Skip to content

transformations

transformations #

This file is intended to provide the default transformation which need to be applied to input text in order to compute the WER (or similar measures).

It also implements some alternative transformations which might be useful in specific use cases.

cer_contiguous module-attribute #

cer_contiguous = tr.Compose(
    [
        tr.Strip(),
        tr.ReduceToSingleSentence(),
        tr.ReduceToListOfListOfChars(),
    ]
)

This can used instead of cer_default when the number of reference and hypothesis sentences differ.

cer_default module-attribute #

cer_default = tr.Compose(
    [tr.Strip(), tr.ReduceToListOfListOfChars()]
)

This is the default transformation when using process_characters. Each input string will have its leading and tailing white space removed. Then each string is transformed into a list with lists of strings, where each string is a single character.

wer_contiguous module-attribute #

wer_contiguous = tr.Compose(
    [
        tr.RemoveMultipleSpaces(),
        tr.Strip(),
        tr.ReduceToSingleSentence(),
        tr.ReduceToListOfListOfWords(),
    ]
)

This is can be used instead of wer_default when the number of reference and hypothesis sentences differ.

wer_default module-attribute #

wer_default = tr.Compose(
    [
        tr.RemoveMultipleSpaces(),
        tr.Strip(),
        tr.ReduceToListOfListOfWords(),
    ]
)

This is the default transformation when using proces_words. Each input string will have its leading and tailing white space removed. Thereafter multiple spaces between words are also removed. Then each string is transformed into a list with lists of strings, where each string is a single word.

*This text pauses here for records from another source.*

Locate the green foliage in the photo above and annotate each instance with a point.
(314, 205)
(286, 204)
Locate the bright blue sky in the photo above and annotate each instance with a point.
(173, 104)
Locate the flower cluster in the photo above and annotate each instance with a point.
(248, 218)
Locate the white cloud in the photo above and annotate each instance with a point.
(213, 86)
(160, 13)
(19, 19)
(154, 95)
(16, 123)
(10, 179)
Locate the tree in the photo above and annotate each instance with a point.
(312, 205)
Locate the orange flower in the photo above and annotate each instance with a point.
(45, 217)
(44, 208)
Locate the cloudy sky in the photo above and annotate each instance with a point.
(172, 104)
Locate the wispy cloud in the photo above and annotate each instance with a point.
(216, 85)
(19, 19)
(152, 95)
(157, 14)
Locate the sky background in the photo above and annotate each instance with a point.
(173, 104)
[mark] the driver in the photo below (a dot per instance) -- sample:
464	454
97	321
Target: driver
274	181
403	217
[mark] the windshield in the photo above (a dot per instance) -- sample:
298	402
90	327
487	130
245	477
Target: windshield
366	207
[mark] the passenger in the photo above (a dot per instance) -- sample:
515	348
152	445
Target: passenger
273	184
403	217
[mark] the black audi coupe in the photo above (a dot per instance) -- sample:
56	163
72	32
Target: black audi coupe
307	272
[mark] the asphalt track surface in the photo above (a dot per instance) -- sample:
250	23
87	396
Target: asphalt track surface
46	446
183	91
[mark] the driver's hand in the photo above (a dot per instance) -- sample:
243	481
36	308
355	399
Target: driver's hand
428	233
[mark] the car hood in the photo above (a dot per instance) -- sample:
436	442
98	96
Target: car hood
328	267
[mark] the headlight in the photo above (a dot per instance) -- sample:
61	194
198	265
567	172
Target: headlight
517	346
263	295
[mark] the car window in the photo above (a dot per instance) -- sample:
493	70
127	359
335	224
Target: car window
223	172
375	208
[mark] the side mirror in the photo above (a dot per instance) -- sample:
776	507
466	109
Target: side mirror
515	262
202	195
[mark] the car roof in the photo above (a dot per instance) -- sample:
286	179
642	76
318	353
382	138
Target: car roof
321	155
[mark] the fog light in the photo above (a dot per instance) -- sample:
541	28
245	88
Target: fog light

wer_standardize module-attribute #

wer_standardize = tr.Compose(
    [
        tr.ToLowerCase(),
        tr.ExpandCommonEnglishContractions(),
        tr.RemoveKaldiNonWords(),
        tr.RemoveWhiteSpace(replace_by_space=True),
        tr.RemoveMultipleSpaces(),
        tr.Strip(),
        tr.ReduceToListOfListOfWords(),
    ]
)

This transform attempts to standardize the strings by setting all characters to lower case, expanding common contractions, and removing non-words. Then the default operations are applied.

wer_standardize_contiguous module-attribute #

wer_standardize_contiguous = tr.Compose(
    [
        tr.ToLowerCase(),
        tr.ExpandCommonEnglishContractions(),
        tr.RemoveKaldiNonWords(),
        tr.RemoveWhiteSpace(replace_by_space=True),
        tr.RemoveMultipleSpaces(),
        tr.Strip(),
        tr.ReduceToSingleSentence(),
        tr.ReduceToListOfListOfWords(),
    ]
)

This is the same as wer_standize, but this version can be usd when the number of reference and hypothesis sentences differ.